3. À moyen terme, la crise économique actuelle affectera l’économie du Mexique ainsi que son taux de change d’équilibre.

Il est toutefois probable que le Peso pâtira durablement de l’impact de la crise du COVID‑19 sur son économie. Le consensus des estimations de croissance pour 2020 s’élève ainsi à -4 %. En effet, la crise économique mondiale qui se matérialise par un effondrement de la demande mondiale et d’une désorganisation des chaînes de production  devrait affecter les fondamentaux d’une économie orientée autours de ses exportations vers les États-Unis – 80 % des exportations du pays et seul relais de croissance en 2019 avec - dans une moindre mesure - la consommation interne (47 % du PIB). La consommation est également significativement appuyée par les transferts de fonds des migrants – remesas –  presque exclusivement en provenance des États-Unis. Enfin, les finances publiques et PEMEX – l’entreprise publique de production d’hydrocarbures ; surendettée (106 Mds USD) – souffriront de la chute des prix de pétrole, ce qui réduira d’autant plus les marges des manœuvre budgétaires du gouvernement fédéral déjà limitées par une recette fiscale minime (17 % du PIB, faible vs. OCDE et pays latino-américains) et la première récession de l’année 2019.

 

Commentaires : Il est peu probable que la forte dépréciation à l’œuvre sur le Peso mexicain ait un impact à court terme sur les échanges commerciaux mexicains.
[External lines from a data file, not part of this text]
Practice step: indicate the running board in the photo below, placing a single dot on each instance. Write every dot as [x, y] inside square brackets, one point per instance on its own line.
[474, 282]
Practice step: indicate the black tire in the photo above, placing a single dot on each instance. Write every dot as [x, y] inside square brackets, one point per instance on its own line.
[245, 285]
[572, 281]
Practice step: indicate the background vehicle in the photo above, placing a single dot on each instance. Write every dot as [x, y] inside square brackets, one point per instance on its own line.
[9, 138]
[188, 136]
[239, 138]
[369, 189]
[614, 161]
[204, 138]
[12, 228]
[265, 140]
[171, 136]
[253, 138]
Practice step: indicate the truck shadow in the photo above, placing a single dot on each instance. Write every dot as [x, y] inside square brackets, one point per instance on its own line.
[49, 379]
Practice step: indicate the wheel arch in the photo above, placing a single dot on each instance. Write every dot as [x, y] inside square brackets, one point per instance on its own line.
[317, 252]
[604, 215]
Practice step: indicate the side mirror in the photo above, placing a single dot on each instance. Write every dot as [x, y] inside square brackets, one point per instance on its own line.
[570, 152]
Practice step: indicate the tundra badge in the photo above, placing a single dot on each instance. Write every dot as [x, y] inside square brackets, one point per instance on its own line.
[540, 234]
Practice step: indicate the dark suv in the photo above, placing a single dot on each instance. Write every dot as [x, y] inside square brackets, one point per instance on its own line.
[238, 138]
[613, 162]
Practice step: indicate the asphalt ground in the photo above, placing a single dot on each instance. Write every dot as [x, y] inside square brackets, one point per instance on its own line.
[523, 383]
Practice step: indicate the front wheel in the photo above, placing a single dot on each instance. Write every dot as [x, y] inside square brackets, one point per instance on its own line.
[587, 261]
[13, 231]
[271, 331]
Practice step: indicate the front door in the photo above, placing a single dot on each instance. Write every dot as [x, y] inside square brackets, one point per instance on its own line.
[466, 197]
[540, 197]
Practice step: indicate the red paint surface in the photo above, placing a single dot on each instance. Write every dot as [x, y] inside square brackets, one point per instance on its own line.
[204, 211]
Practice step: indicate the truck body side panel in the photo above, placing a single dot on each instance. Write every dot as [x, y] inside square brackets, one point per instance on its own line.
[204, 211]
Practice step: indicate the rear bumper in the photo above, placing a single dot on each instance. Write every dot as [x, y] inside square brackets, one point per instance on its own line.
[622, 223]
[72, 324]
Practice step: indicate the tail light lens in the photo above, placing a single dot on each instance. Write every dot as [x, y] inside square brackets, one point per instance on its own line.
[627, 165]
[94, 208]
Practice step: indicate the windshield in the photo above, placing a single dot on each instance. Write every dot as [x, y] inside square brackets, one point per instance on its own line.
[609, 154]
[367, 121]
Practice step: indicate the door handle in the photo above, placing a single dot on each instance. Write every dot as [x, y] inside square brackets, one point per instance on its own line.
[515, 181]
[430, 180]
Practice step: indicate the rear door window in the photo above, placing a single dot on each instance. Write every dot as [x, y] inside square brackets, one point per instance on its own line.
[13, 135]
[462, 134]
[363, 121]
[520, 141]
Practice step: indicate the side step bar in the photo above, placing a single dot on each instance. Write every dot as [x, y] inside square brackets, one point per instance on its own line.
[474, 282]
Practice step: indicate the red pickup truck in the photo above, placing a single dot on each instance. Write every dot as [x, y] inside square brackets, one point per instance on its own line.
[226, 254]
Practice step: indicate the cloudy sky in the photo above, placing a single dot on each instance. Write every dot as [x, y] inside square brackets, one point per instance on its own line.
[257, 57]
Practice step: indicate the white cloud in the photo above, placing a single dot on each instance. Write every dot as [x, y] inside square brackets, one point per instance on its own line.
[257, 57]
Par ailleurs, l’impact de cette dépréciation sur l’inflation devrait également être limité, l’inflation pouvant résulter de la baisse des taux directeurs de la Banque centrale devrait être annulée par la chute de la demande domestique. L’impact à moyen terme issu de la dépréciation pourrait être double. Si une telle dépréciation pourrait peut‑être permettre au Mexique d’être plus compétitif à l’export en cas de reprise de la demande, l’impact sur le service de la dette mexicaine et sur les grands projets à importante base de coût en devises devraient, lui, peser fortement sur les marges de manœuvre budgétaires du gouvernement mexicain, qui dépense déjà plus en service de la dette que ce qu’il n’investit en infrastructures et ce malgré le fait que seul 23 % de la dette mexicaine soit libellée en devises. Enfin, le niveau post-crise du Peso mexicain dépendra également des réponses que saura apporter les autorités mexicaines

[1] Avec 13 autres banques centrales. Le Mexique est, avec le Brésil, le seul pays dont la Banque centrale a été incluse dans ce swap. Banxico a, avec 5 autres banques centrales, accès à 60 Mds USD.